Boeing’s main objective was to prevent Airbus from starting an assembly line in North America. Had NG/EADS prevailed, Airbus would have moved civilian A330-200F production to the same Mobile assemby plant that was to be built for the KC-30. Airbus would have benefited from having a facility where costs were in the same US Dollars that their aircraft are priced in. Same strategy that the European and Japanese automakers have used for the past twenty years.

But again, the original purpose of the KC-X was to get a fastracked tanker by specifying a COTS airframe converted to a tanker. As such, the airframe is already being manufactured, and is not a candidate for the same sort of Prime Contractor/Lead Subcontractor that the F-22 and F-35 programs used.

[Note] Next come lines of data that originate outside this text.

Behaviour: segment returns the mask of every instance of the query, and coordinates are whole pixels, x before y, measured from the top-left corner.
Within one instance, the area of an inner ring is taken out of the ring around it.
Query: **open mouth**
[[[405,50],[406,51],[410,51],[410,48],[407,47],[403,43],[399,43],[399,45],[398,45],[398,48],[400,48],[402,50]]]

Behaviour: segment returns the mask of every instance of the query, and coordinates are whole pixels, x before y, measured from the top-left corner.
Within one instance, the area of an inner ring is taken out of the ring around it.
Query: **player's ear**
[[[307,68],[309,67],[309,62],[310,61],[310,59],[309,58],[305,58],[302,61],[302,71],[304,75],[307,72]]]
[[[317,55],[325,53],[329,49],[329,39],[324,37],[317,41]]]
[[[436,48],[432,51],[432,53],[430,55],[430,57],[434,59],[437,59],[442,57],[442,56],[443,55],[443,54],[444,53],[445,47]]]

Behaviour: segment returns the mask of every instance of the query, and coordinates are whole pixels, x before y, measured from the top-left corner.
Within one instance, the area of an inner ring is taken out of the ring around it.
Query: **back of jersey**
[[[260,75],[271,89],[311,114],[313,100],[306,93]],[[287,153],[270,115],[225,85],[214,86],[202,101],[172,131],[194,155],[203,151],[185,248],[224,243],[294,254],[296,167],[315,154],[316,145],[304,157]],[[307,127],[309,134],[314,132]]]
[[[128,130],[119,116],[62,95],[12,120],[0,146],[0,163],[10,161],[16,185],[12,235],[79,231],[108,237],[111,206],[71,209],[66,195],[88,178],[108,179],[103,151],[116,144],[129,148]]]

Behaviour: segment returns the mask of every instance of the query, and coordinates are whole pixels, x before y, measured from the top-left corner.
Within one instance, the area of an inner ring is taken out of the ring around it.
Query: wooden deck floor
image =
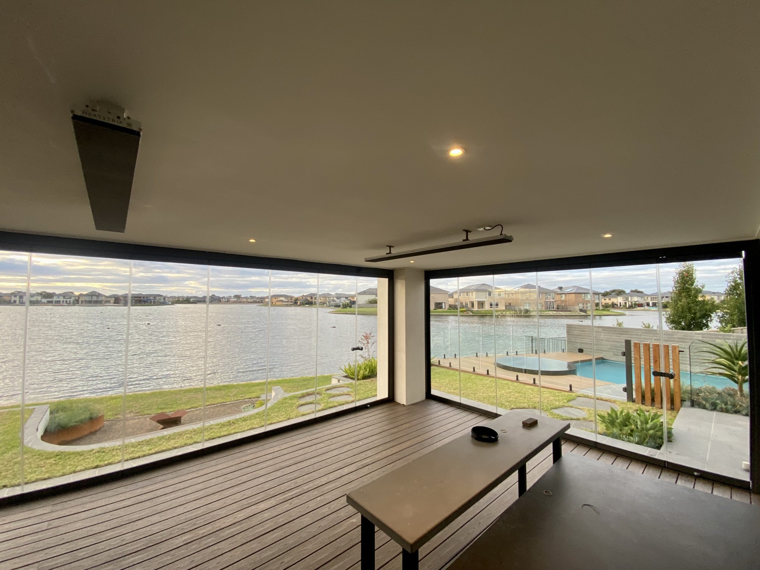
[[[0,510],[0,569],[352,568],[359,560],[351,489],[467,432],[486,418],[434,401],[388,404],[239,448]],[[749,502],[713,484],[566,442],[565,453]],[[528,484],[552,463],[528,464]],[[516,476],[420,550],[441,568],[517,499]],[[375,534],[377,568],[401,549]]]

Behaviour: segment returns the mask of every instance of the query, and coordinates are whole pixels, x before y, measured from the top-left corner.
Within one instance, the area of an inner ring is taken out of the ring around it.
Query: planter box
[[[45,432],[40,439],[46,443],[52,443],[53,445],[61,445],[74,439],[87,435],[88,433],[97,432],[103,427],[103,415],[101,414],[97,418],[93,418],[84,423],[78,426],[59,429],[55,432]]]

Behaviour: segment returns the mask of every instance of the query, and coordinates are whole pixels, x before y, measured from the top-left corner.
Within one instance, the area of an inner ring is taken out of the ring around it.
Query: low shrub
[[[662,414],[638,408],[633,413],[627,410],[610,410],[600,412],[600,423],[604,426],[605,435],[623,442],[636,443],[653,449],[662,447]],[[667,440],[673,441],[673,429],[667,429]]]
[[[366,360],[359,360],[356,366],[353,363],[341,366],[343,373],[352,380],[366,380],[368,378],[377,378],[378,375],[378,359],[375,357],[368,358]]]
[[[692,400],[695,407],[725,413],[749,415],[749,396],[739,394],[736,388],[730,386],[723,388],[710,385],[695,388],[692,390]]]
[[[87,402],[78,402],[74,400],[54,402],[50,404],[50,419],[45,431],[57,432],[59,429],[89,422],[101,415],[102,410]]]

As for being about money flowing to the manufacturers, Boeing has over $400 billion in backorders for their 777 and 787. The $35 billion KC-X contract would have meant little to their bottom line. But the reason spelled out in paragraph one above ment a whole lot to their bottom line.

And in spite of being flamed by several America First types here, I also supported the KC-30 offering after I actually saw the responses to the bids. NG/EADS offered more plane for the same money. EADS/Airbus may have lowballed the airframe in order to get their foot in the US Defense Procurement door, but the US taxpayer benefits. With the exception of the airframe itself, all of the refueling equipment, engines, and avionics were to be US sourced, so there was no danger of being ‘cutoff’ by a miffed France. As for industrial base, Boeing isn’t going to go away if they lose the contract. Their industrial base will be more than sustained with their 747-8, 777, and 787 programs, as well as their upcoming replacement for the 737.

The only downside to choosing NG/EADS over Boeing was to the IAM that is currently on strike.